Отвоёванная весна | страница 25
- В таких делах сердце не советчик, товарищ Павлюк, - сурово замечает Пашкович. - Этим Иванченковым надо заняться.
- Только не сейчас... Скажите, Павлюк, - вспоминаю я. - Нам Таня рассказывала, будто у вас жил какой-то друг вашего мужа.
- Как же, как же... Капитан артиллерист Илларион Антонович Гудзенко. Он был ранен в районе Буды, подлечился и пришел ко мне. Дней пять жил. Хотел было организовать здесь партизанский отряд, да каратели нагрянули, и он пока ушел в Хинельский лес, отсюда километров тридцать-сорок.
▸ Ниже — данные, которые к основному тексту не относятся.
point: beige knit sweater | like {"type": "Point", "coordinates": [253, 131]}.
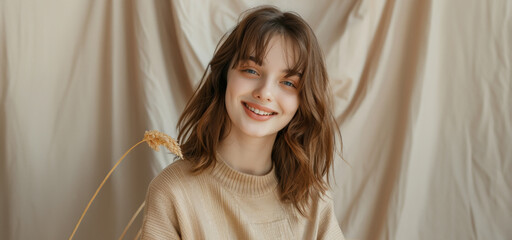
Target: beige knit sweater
{"type": "Point", "coordinates": [222, 203]}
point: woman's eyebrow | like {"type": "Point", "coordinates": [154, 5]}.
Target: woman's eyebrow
{"type": "Point", "coordinates": [289, 72]}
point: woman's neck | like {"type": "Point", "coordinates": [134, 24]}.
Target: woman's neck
{"type": "Point", "coordinates": [247, 154]}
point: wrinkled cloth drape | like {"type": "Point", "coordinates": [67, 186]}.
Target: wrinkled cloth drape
{"type": "Point", "coordinates": [422, 94]}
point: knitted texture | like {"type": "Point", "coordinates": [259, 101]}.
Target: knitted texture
{"type": "Point", "coordinates": [222, 203]}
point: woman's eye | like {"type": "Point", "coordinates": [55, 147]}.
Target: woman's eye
{"type": "Point", "coordinates": [251, 71]}
{"type": "Point", "coordinates": [290, 84]}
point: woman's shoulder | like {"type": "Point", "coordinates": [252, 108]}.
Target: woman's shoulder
{"type": "Point", "coordinates": [173, 175]}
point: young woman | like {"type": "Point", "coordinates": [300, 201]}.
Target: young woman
{"type": "Point", "coordinates": [258, 139]}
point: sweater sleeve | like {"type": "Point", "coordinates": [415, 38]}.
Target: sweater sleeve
{"type": "Point", "coordinates": [160, 218]}
{"type": "Point", "coordinates": [328, 226]}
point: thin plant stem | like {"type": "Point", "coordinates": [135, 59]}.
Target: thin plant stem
{"type": "Point", "coordinates": [138, 234]}
{"type": "Point", "coordinates": [99, 188]}
{"type": "Point", "coordinates": [131, 220]}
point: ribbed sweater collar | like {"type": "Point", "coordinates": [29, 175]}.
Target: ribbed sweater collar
{"type": "Point", "coordinates": [242, 183]}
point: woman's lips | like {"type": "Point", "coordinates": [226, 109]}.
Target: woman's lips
{"type": "Point", "coordinates": [258, 112]}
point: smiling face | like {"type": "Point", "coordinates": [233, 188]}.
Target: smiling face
{"type": "Point", "coordinates": [262, 99]}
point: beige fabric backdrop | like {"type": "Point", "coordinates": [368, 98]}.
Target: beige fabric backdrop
{"type": "Point", "coordinates": [423, 97]}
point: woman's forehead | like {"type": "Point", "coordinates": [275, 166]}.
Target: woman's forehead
{"type": "Point", "coordinates": [282, 45]}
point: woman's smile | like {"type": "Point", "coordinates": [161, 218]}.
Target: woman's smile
{"type": "Point", "coordinates": [261, 99]}
{"type": "Point", "coordinates": [258, 112]}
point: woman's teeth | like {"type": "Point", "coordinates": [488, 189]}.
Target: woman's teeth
{"type": "Point", "coordinates": [257, 111]}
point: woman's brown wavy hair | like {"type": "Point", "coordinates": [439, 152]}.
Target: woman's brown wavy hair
{"type": "Point", "coordinates": [303, 150]}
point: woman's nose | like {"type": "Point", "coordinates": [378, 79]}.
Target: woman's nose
{"type": "Point", "coordinates": [263, 91]}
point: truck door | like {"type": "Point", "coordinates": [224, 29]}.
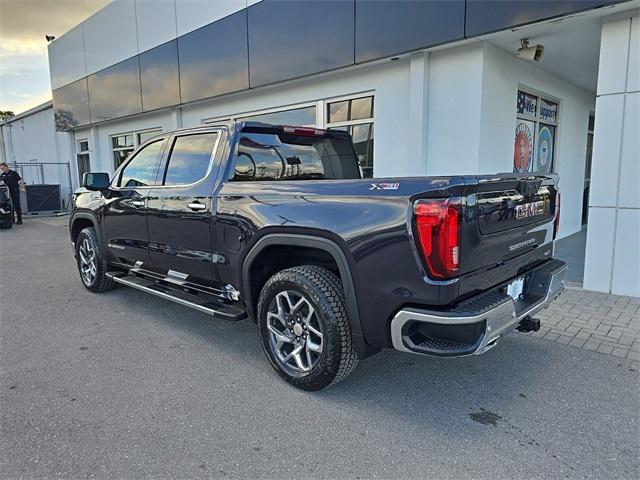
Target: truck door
{"type": "Point", "coordinates": [124, 222]}
{"type": "Point", "coordinates": [180, 208]}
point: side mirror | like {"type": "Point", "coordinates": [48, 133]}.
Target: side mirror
{"type": "Point", "coordinates": [95, 181]}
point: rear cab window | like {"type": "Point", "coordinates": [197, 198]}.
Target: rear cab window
{"type": "Point", "coordinates": [286, 154]}
{"type": "Point", "coordinates": [190, 158]}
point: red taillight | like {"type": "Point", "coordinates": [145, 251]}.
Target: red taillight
{"type": "Point", "coordinates": [438, 224]}
{"type": "Point", "coordinates": [556, 222]}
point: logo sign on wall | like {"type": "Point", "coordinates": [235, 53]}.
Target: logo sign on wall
{"type": "Point", "coordinates": [527, 104]}
{"type": "Point", "coordinates": [548, 111]}
{"type": "Point", "coordinates": [544, 148]}
{"type": "Point", "coordinates": [523, 148]}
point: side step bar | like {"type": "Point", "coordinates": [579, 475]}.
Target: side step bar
{"type": "Point", "coordinates": [199, 301]}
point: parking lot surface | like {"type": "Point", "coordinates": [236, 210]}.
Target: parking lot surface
{"type": "Point", "coordinates": [125, 385]}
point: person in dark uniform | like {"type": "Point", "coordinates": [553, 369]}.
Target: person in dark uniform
{"type": "Point", "coordinates": [14, 181]}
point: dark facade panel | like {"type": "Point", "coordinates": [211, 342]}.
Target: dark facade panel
{"type": "Point", "coordinates": [159, 76]}
{"type": "Point", "coordinates": [115, 91]}
{"type": "Point", "coordinates": [291, 39]}
{"type": "Point", "coordinates": [71, 105]}
{"type": "Point", "coordinates": [213, 59]}
{"type": "Point", "coordinates": [389, 27]}
{"type": "Point", "coordinates": [484, 16]}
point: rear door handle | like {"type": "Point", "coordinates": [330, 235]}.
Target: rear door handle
{"type": "Point", "coordinates": [197, 206]}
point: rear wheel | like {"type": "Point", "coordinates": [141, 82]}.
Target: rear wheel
{"type": "Point", "coordinates": [90, 263]}
{"type": "Point", "coordinates": [304, 327]}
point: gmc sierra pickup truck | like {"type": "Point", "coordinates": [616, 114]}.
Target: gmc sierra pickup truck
{"type": "Point", "coordinates": [276, 224]}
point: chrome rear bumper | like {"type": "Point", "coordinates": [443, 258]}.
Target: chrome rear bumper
{"type": "Point", "coordinates": [476, 325]}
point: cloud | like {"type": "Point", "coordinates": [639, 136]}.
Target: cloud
{"type": "Point", "coordinates": [24, 69]}
{"type": "Point", "coordinates": [19, 103]}
{"type": "Point", "coordinates": [25, 48]}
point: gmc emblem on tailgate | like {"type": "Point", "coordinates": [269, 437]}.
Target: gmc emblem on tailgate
{"type": "Point", "coordinates": [529, 209]}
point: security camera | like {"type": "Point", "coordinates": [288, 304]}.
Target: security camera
{"type": "Point", "coordinates": [533, 53]}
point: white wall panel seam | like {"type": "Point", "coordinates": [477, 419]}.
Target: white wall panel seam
{"type": "Point", "coordinates": [624, 108]}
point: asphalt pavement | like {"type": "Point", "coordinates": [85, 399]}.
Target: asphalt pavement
{"type": "Point", "coordinates": [125, 385]}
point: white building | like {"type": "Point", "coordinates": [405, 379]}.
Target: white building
{"type": "Point", "coordinates": [438, 85]}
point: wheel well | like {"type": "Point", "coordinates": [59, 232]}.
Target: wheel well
{"type": "Point", "coordinates": [279, 257]}
{"type": "Point", "coordinates": [79, 225]}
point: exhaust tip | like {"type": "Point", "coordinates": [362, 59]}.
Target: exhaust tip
{"type": "Point", "coordinates": [529, 324]}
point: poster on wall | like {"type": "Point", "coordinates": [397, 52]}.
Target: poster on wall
{"type": "Point", "coordinates": [544, 148]}
{"type": "Point", "coordinates": [527, 104]}
{"type": "Point", "coordinates": [523, 148]}
{"type": "Point", "coordinates": [548, 110]}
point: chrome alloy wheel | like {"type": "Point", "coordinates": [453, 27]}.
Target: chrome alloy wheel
{"type": "Point", "coordinates": [88, 262]}
{"type": "Point", "coordinates": [295, 333]}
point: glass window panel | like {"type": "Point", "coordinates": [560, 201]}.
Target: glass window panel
{"type": "Point", "coordinates": [296, 116]}
{"type": "Point", "coordinates": [388, 27]}
{"type": "Point", "coordinates": [283, 38]}
{"type": "Point", "coordinates": [142, 169]}
{"type": "Point", "coordinates": [144, 136]}
{"type": "Point", "coordinates": [265, 156]}
{"type": "Point", "coordinates": [83, 165]}
{"type": "Point", "coordinates": [213, 60]}
{"type": "Point", "coordinates": [361, 108]}
{"type": "Point", "coordinates": [190, 158]}
{"type": "Point", "coordinates": [115, 91]}
{"type": "Point", "coordinates": [71, 105]}
{"type": "Point", "coordinates": [119, 156]}
{"type": "Point", "coordinates": [338, 111]}
{"type": "Point", "coordinates": [122, 141]}
{"type": "Point", "coordinates": [159, 76]}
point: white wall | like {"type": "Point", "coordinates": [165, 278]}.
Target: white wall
{"type": "Point", "coordinates": [33, 139]}
{"type": "Point", "coordinates": [455, 94]}
{"type": "Point", "coordinates": [472, 112]}
{"type": "Point", "coordinates": [99, 136]}
{"type": "Point", "coordinates": [612, 261]}
{"type": "Point", "coordinates": [502, 76]}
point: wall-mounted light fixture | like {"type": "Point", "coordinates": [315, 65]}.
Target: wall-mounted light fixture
{"type": "Point", "coordinates": [527, 52]}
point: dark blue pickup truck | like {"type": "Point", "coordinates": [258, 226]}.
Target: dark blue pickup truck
{"type": "Point", "coordinates": [276, 224]}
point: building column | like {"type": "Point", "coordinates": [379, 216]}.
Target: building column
{"type": "Point", "coordinates": [418, 109]}
{"type": "Point", "coordinates": [612, 262]}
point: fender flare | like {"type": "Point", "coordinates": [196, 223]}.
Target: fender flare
{"type": "Point", "coordinates": [320, 243]}
{"type": "Point", "coordinates": [87, 215]}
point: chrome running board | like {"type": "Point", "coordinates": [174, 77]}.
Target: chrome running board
{"type": "Point", "coordinates": [200, 301]}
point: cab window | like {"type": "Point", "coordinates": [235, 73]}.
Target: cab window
{"type": "Point", "coordinates": [142, 169]}
{"type": "Point", "coordinates": [190, 158]}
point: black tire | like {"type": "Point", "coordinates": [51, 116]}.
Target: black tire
{"type": "Point", "coordinates": [323, 291]}
{"type": "Point", "coordinates": [100, 282]}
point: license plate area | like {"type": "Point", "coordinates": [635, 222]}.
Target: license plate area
{"type": "Point", "coordinates": [515, 289]}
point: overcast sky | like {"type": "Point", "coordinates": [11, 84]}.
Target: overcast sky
{"type": "Point", "coordinates": [24, 68]}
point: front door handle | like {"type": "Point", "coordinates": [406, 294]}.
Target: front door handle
{"type": "Point", "coordinates": [197, 206]}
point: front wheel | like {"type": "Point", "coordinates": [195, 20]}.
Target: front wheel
{"type": "Point", "coordinates": [90, 263]}
{"type": "Point", "coordinates": [304, 327]}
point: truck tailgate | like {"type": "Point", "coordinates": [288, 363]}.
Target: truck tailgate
{"type": "Point", "coordinates": [508, 216]}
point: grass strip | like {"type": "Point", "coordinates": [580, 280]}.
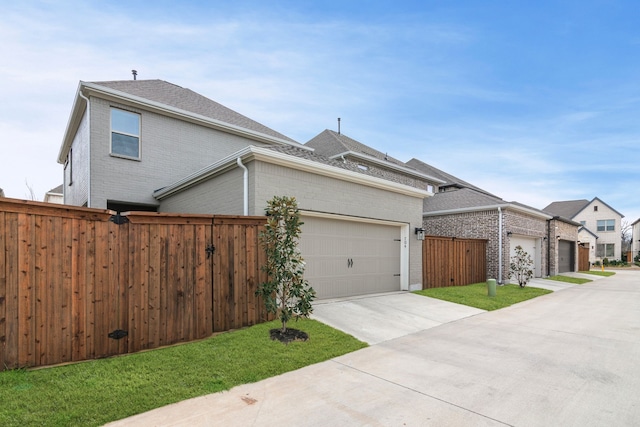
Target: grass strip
{"type": "Point", "coordinates": [96, 392]}
{"type": "Point", "coordinates": [567, 279]}
{"type": "Point", "coordinates": [599, 273]}
{"type": "Point", "coordinates": [475, 295]}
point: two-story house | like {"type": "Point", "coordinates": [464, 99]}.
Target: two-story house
{"type": "Point", "coordinates": [635, 239]}
{"type": "Point", "coordinates": [600, 226]}
{"type": "Point", "coordinates": [462, 210]}
{"type": "Point", "coordinates": [153, 145]}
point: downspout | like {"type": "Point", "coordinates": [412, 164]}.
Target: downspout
{"type": "Point", "coordinates": [548, 248]}
{"type": "Point", "coordinates": [499, 245]}
{"type": "Point", "coordinates": [245, 180]}
{"type": "Point", "coordinates": [88, 148]}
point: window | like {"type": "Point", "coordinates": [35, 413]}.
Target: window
{"type": "Point", "coordinates": [605, 250]}
{"type": "Point", "coordinates": [606, 225]}
{"type": "Point", "coordinates": [125, 133]}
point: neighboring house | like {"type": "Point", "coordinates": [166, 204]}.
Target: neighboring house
{"type": "Point", "coordinates": [462, 210]}
{"type": "Point", "coordinates": [601, 226]}
{"type": "Point", "coordinates": [152, 145]}
{"type": "Point", "coordinates": [635, 238]}
{"type": "Point", "coordinates": [55, 195]}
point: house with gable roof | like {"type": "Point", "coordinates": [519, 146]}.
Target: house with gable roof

- Ну, а больше к вам никто не заходил? - спрашиваю я. - К примеру, такой же, как Гудзенко? Или вроде него? Скажем, подпольщик?
Ева вскидывает глаза. В них явное смущение. Она внимательно смотрит на меня, словно решает, смеет ли поведать нам то сокровенное, о чем никому не должна говорить. И, наконец, решается.
Ева рассказывает, что дня три назад приходил к ней какой-то человек, ночевал у нее, настойчиво расспрашивал о Гудзенко и ушел в Новгород-Северский. Сказал, будто работает там по важному заданию из Москвы. Обещал еще зайти и научил ее выкладывать особый знак - холст на дорожке: не хотел, чтобы его кто-нибудь видел у нее.
- Серьезный такой, обходительный, - замечает хозяйка. - Еще в гражданской войне участвовал. У него от тех времен метка осталась: осколок снаряда щеку повредил. До сих пор шрам виден...
- Вы осторожнее. Может, это враг.
- Не знаю. Ничего не знаю... Свои, чужие... Тяжело. Муж мой, Михаил, в первый же день войны в армию ушел. За месяц до прихода фашистов письма перестал слать... Все может быть... Решила занять место мужа. А что я умею? Вот и иду ощупью, как слепая. Бывало, лежишь ночью и ворочаешься до света с боку на бок. Страшно. Ой как страшно! А надо - сердце велит. Иначе, как людям в глаза взгляну, что Михаилу отвечу?..
- Тётя, картошка стынет, - приоткрыв дверь, напоминает Таня.
Входим через темный коридор во вторую комнату... Что это? В углу, на сене, лежат люди.
- Кто такие?
- Беженцы... Из Киева.
Люди на полу приподнимаются. Ближе всех к двери сидит старик - худой, давно не бритый, с ярким болезненным румянцем на щеках. Рядом с ним мужчина в сером ватнике. В углу мальчик лет семи. У него бледное, землистого цвета лицо. Из-под расстегнутого ворота рубашки резко выдаются тонкие ключицы. Рукой, такой худой, что она кажется неестественно тонкой и маленькой, он обнимает за шею молодую девушку. Мальчик пристально, не мигая, смотрит на мой автомат, и в его широко раскрытых глазах - нечеловеческий ужас.